Virginia Lieutenant Gov. Ralph Northam and state House of Delegates candidate Chris Hurst on Wednesday headlined a Pride Fund to End Gun Violence reception that took place in Northwest D.C.
Lori Haas, whose daughter Emily survived the 2007 Virginia Tech massacre, introduced Northam at the reception that took place at Local 16 in Dupont Circle.
Northam, who is running against former Republican National Committee Chair Ed Gillespie in the race to succeed Gov. Terry McAuliffe, highlighted his support of LGBT-specific issues that includes adding sexual orientation and gender identity to the commonwealth’s nondiscrimination law. Northam also highlighted his support for gun control, noting he was among the doctors at Landstuhl Regional Medical Center in Germany who treated wounded soldiers during Operation Desert Storm.
“I knew all too well what assault weapons can do to human beings,” he said. “There is no excuse, there is no reason that we have assault weapons on our streets, in our societies.”
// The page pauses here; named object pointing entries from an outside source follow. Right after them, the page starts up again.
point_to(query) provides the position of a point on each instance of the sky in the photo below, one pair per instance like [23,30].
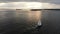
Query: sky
[31,4]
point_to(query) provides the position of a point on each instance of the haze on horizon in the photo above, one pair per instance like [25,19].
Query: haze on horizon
[33,4]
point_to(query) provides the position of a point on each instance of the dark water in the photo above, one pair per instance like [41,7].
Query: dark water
[18,22]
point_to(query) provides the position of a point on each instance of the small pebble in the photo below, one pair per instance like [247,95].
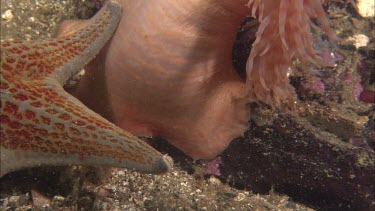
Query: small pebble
[7,15]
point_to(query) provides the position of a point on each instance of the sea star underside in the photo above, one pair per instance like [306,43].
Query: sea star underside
[41,124]
[176,57]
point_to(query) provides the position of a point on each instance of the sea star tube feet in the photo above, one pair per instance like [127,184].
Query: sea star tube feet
[41,124]
[168,69]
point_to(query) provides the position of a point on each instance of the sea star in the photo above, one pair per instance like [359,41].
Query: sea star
[176,58]
[41,124]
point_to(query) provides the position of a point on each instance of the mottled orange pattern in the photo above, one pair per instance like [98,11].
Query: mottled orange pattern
[41,124]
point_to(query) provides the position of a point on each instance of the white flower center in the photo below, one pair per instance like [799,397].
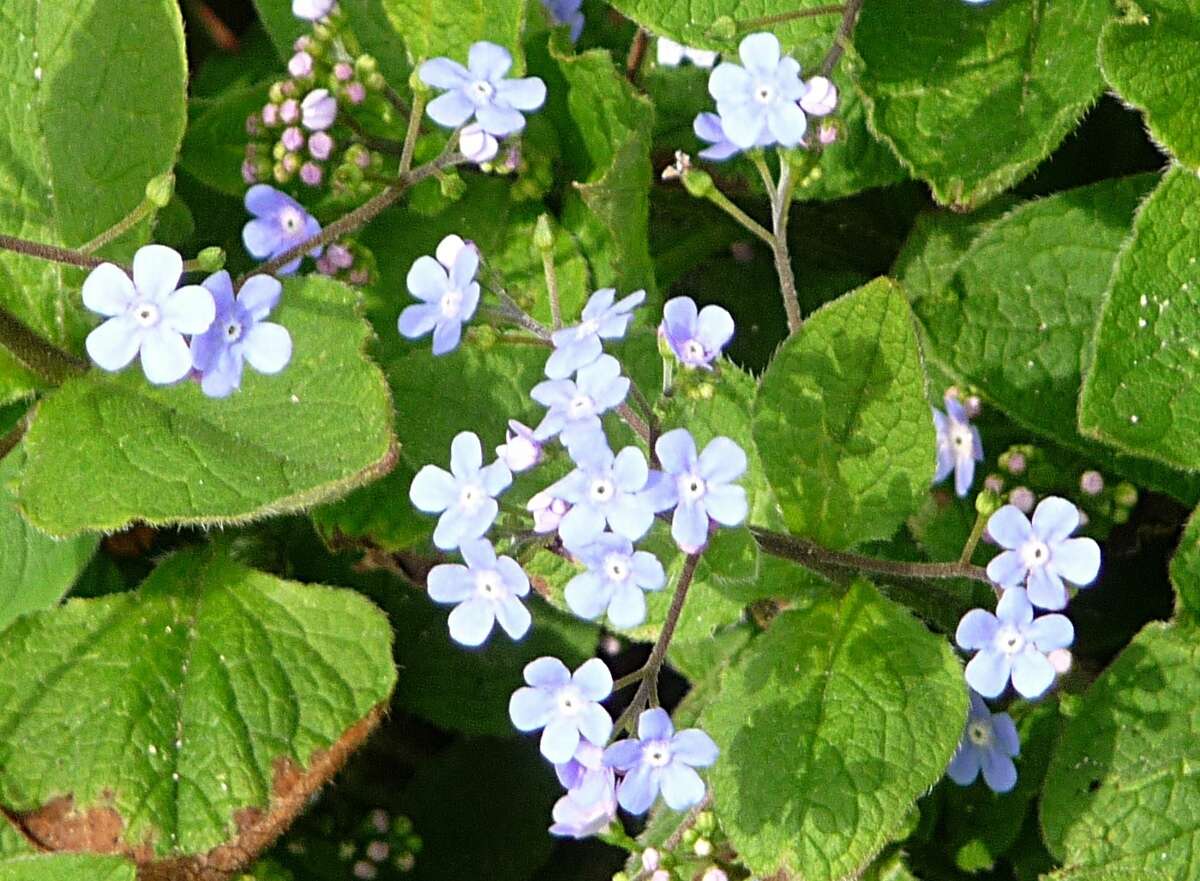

Northam also criticized President Trump, saying his presidential campaign was “run off of hatred, and bigotry and discrimination and fear and a lot of misinformation.”
“Virginians and Americans are standing up everywhere and saying this is not the new United States of America, this is not the commonwealth of Virginia that I’m going to accept as normal, so we’re going to stand up and do something about it,” said Northam.
Former reporter’s girlfriend killed during live broadcast
Hurst is a former reporter for WDBJ, a Roanoke television station, who is running against state Del. Joseph Yost (R-Giles County) in the 12th House District that includes Virginia Tech.
A former colleague shot Hurst’s girlfriend, WDBJ reporter Alison Parker and her cameraman, Adam Ward, to death on Aug. 26, 2015, as they were interviewing Smith Mountain Lake Regional Chamber of Commerce Executive Director Vicki Gardner during a live broadcast.
Parker’s parents are among those who attended Wednesday’s reception.
“The Potomac River and Virginia is not too far away,” said Hurst. “But it is light years away in terms of policies that continue to be discriminatory against our LGBTQ community and continue to endanger lives of millions of Virginians every single day who have to live with the notion that they could die from a bullet when they walk out the door or even when they stay inside their home.”
The Pride Fund to End Gun Violence is a political action committee that formed in the weeks after a gunman killed 49 people and injured 53 others inside the Pulse nightclub in Orlando, Fla., on June 12, 2016.
Wednesday’s reception took place less than a month after a gunman shot Louisiana Congressman Steve Scalise and three others who were practicing for the congressional baseball game at an Alexandria park. June 12 marked a year since the Pulse nightclub massacre, which is the deadliest mass shooting in modern U.S. history.
Brandon Wolf, a member of the Pride Fund to End Violence’s board of directors who survived the Pulse nightclub massacre, noted 33,000 Americans will die from gun violence this year. He also sharply criticized lawmakers who he feels have not done enough to address the problem.
“Each day constituents across this country are standing in the line of fire while our elected officials fail to act,” said Wolf. “Now I’m saying no more.”